What’s the nature of suggestibility in hypnosis?

  • Hypnotic suggestibility varies from one individual to another individual and depends largely on motivation. The author, William S. Kroger, states, “There is some changes of suggestibility in hypnosis with age.
  • Children are more hypnotizable than adults, peaking out between ages 9 and 12.” (8) According to Gail Gardener, Ph.D. and Karen Olness, M.D. “research concluded that hypnotizability and suggestibility are quite limited in young children, increase markedly in the middle childhood years from about seven to fourteen, and then decrease somewhat in adolescence…”
  • Because of poor comprehension of both verbal induction approaches and vocabulary, children below the age of six or seven years old are troublesome subjects. The hypnotizability and suggestibility increase markedly in the middle childhood years from about seven to sixteen years of age.

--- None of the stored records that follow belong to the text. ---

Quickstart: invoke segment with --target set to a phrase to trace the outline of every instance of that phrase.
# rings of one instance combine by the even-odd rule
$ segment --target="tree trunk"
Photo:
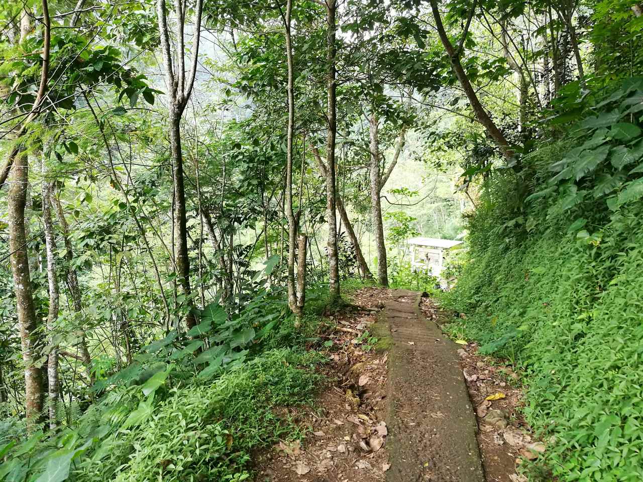
[[[285,53],[288,65],[288,127],[286,135],[285,215],[288,219],[288,306],[295,315],[302,316],[302,307],[297,303],[294,280],[294,251],[297,243],[297,220],[293,211],[293,138],[294,131],[294,73],[293,64],[293,44],[291,39],[291,17],[293,0],[286,2],[284,22],[285,27]]]
[[[320,168],[320,172],[322,173],[322,175],[323,176],[325,179],[328,177],[328,169],[323,163],[323,161],[322,160],[322,156],[320,155],[320,152],[316,147],[312,148],[312,154],[317,161],[317,166]],[[359,240],[358,239],[357,235],[355,234],[355,229],[353,229],[353,225],[350,222],[350,220],[349,219],[348,213],[346,212],[346,208],[344,206],[344,203],[341,200],[341,197],[338,195],[335,198],[335,202],[337,206],[337,210],[340,211],[340,215],[341,217],[341,222],[344,223],[344,226],[346,226],[346,232],[349,235],[349,238],[350,240],[351,244],[353,245],[353,251],[355,251],[355,257],[357,258],[358,267],[359,269],[359,272],[362,278],[371,280],[373,278],[373,275],[370,272],[370,270],[368,269],[368,265],[366,262],[366,260],[364,258],[364,254],[362,253],[361,247],[359,246]]]
[[[69,292],[71,294],[71,303],[74,313],[76,314],[77,322],[82,326],[84,325],[82,319],[82,303],[80,299],[80,289],[78,287],[78,274],[74,268],[71,267],[71,262],[74,259],[74,254],[73,247],[71,245],[71,241],[69,239],[69,227],[65,219],[65,212],[62,210],[59,193],[58,196],[54,197],[54,201],[56,206],[56,212],[58,215],[58,221],[60,223],[60,228],[62,229],[62,240],[65,244],[65,259],[68,263],[67,280]],[[89,356],[89,350],[87,346],[87,338],[84,326],[80,332],[80,356],[83,364],[85,365],[87,375],[93,384],[96,380],[91,373],[91,357]]]
[[[210,215],[210,213],[206,210],[202,210],[202,213],[203,215],[203,220],[205,221],[205,228],[206,230],[208,231],[208,234],[210,235],[210,238],[212,240],[212,245],[214,247],[215,251],[217,252],[217,258],[219,259],[219,268],[221,271],[221,287],[223,290],[223,299],[227,299],[230,294],[230,287],[232,283],[232,280],[228,279],[228,267],[226,265],[226,258],[222,254],[221,251],[221,243],[217,237],[217,234],[214,231],[214,225],[212,224],[212,217]]]
[[[357,235],[355,234],[355,229],[353,229],[353,225],[350,223],[350,220],[349,219],[349,213],[346,212],[341,197],[338,196],[336,201],[337,210],[340,211],[341,222],[344,223],[344,226],[346,228],[346,233],[349,235],[350,244],[353,245],[353,251],[355,251],[355,259],[357,261],[358,269],[359,270],[359,276],[365,280],[372,280],[373,274],[368,269],[368,265],[367,263],[366,260],[364,259],[364,254],[362,253],[361,248],[359,247],[359,240],[358,239]]]
[[[340,265],[337,254],[337,215],[335,210],[335,138],[337,135],[337,83],[335,80],[335,57],[337,53],[335,39],[337,26],[336,14],[337,0],[327,0],[326,13],[327,89],[327,118],[328,136],[326,139],[326,210],[328,222],[329,278],[331,301],[340,298]]]
[[[386,265],[386,247],[384,244],[384,224],[382,222],[382,204],[379,193],[381,181],[379,174],[379,143],[377,139],[377,115],[370,116],[369,150],[370,150],[370,214],[375,231],[375,245],[377,251],[377,278],[380,284],[388,287],[388,270]]]
[[[170,47],[170,34],[167,26],[167,13],[165,12],[165,0],[157,0],[156,14],[160,33],[161,49],[163,53],[163,68],[165,82],[168,85],[170,98],[170,145],[172,157],[172,181],[174,189],[174,208],[172,218],[177,240],[176,260],[177,276],[181,290],[185,297],[188,311],[185,315],[185,323],[189,330],[196,325],[192,308],[190,287],[190,258],[188,256],[187,222],[185,207],[185,186],[183,180],[183,157],[181,150],[181,116],[194,85],[197,66],[199,60],[199,44],[201,39],[201,15],[203,12],[203,0],[197,0],[195,6],[194,22],[194,38],[192,42],[192,58],[190,72],[186,77],[185,42],[184,39],[185,11],[184,4],[175,2],[176,13],[176,48],[175,57],[176,71],[174,71],[172,53]]]
[[[25,408],[28,424],[32,429],[33,424],[39,421],[42,411],[42,362],[40,359],[42,344],[37,332],[38,322],[33,305],[24,228],[24,206],[29,182],[26,154],[21,152],[15,156],[12,172],[13,182],[9,186],[7,200],[9,250],[24,363]]]
[[[44,224],[44,239],[47,251],[47,280],[49,285],[49,311],[47,314],[47,331],[49,332],[50,350],[47,361],[47,377],[49,392],[49,427],[56,428],[56,406],[59,398],[58,346],[55,339],[55,325],[58,319],[59,298],[58,274],[56,272],[56,240],[51,221],[51,192],[53,181],[42,181],[42,221]]]
[[[306,300],[306,247],[308,237],[300,235],[297,251],[297,308],[300,316],[303,313]]]
[[[181,114],[175,106],[170,107],[170,145],[172,154],[172,179],[174,183],[176,198],[172,215],[174,217],[174,229],[176,232],[177,276],[179,285],[185,297],[188,311],[185,315],[185,324],[189,330],[196,325],[196,319],[192,312],[194,305],[190,287],[190,258],[188,255],[187,216],[185,208],[185,183],[183,178],[183,155],[181,149]]]
[[[442,41],[442,45],[444,46],[444,49],[446,50],[446,53],[451,60],[451,69],[453,70],[454,73],[455,73],[455,76],[458,78],[462,90],[467,94],[467,98],[471,104],[471,109],[475,112],[478,121],[482,125],[489,135],[495,141],[505,157],[507,159],[511,159],[514,155],[513,150],[509,147],[509,143],[505,139],[505,136],[502,132],[498,129],[498,126],[496,125],[495,123],[494,123],[493,120],[492,120],[491,118],[487,113],[487,111],[484,110],[482,104],[480,103],[480,100],[478,99],[478,96],[476,94],[476,92],[473,89],[471,83],[469,81],[469,78],[467,77],[467,74],[464,71],[462,64],[460,62],[460,58],[458,57],[460,53],[455,51],[453,46],[451,45],[451,41],[449,40],[449,37],[446,35],[444,26],[442,25],[442,19],[440,17],[440,11],[438,10],[437,0],[430,0],[430,1],[431,9],[433,11],[433,18],[435,20],[435,28],[438,31],[438,35],[440,36],[440,40]]]

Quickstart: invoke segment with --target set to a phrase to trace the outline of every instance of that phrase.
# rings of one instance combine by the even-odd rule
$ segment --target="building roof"
[[[431,246],[432,247],[441,247],[446,249],[462,244],[462,241],[454,241],[451,239],[439,239],[438,238],[411,238],[408,240],[409,244],[415,244],[416,246]]]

Sixteen to twenty-one years old is the perfect range of age for the depth of hypnosis and also for velocity of induction.
  • Then there’s a considerable decrease at the age of twenty, yet, somewhat stable all through adulthood in susceptibility to hypnosis and then tapering off in the older population. “The general rule is that there are fewer good subjects in the older age groups, but this can vary greatly with the individual.”
  • An individual who is forced into therapy by a family member or a friend that is not willing to relinquish his habit may not be hypnotized.

 

The following are misconceptions and facts about hypnosis:

Many misconceptions have been promoted by movies that portray people being transformed into zombie like creatures by some powerful mystic.

MISCONCEPTION:

Only the weak-minded and gullible can be hypnotized.

FACT:

The best hypnotic subjects are individuals with above average intelligence who are capable of concentrating and have an active imagination.

MISCONCEPTION:

The client will “surrender their will” to the hypnotherapist.

FACT:

The client is in full control of himself or herself, completely attentive of the environment and entirely capable of making decisions.

MISCONCEPTION:

Fear of losing control or revealing intimate information.

FACT:

You’re always in full control of everything you do, think or say while in hypnosis. The only power lies in the mind of the client because in hypnosis, you have better responsiveness than when you are wide-awake, and completely keep your powers of selectivity.

MISCONCEPTION:

Fear of not being dehypnotized.

FACT:

The client or the hypnotherapist can terminate hypnosis readily at any time.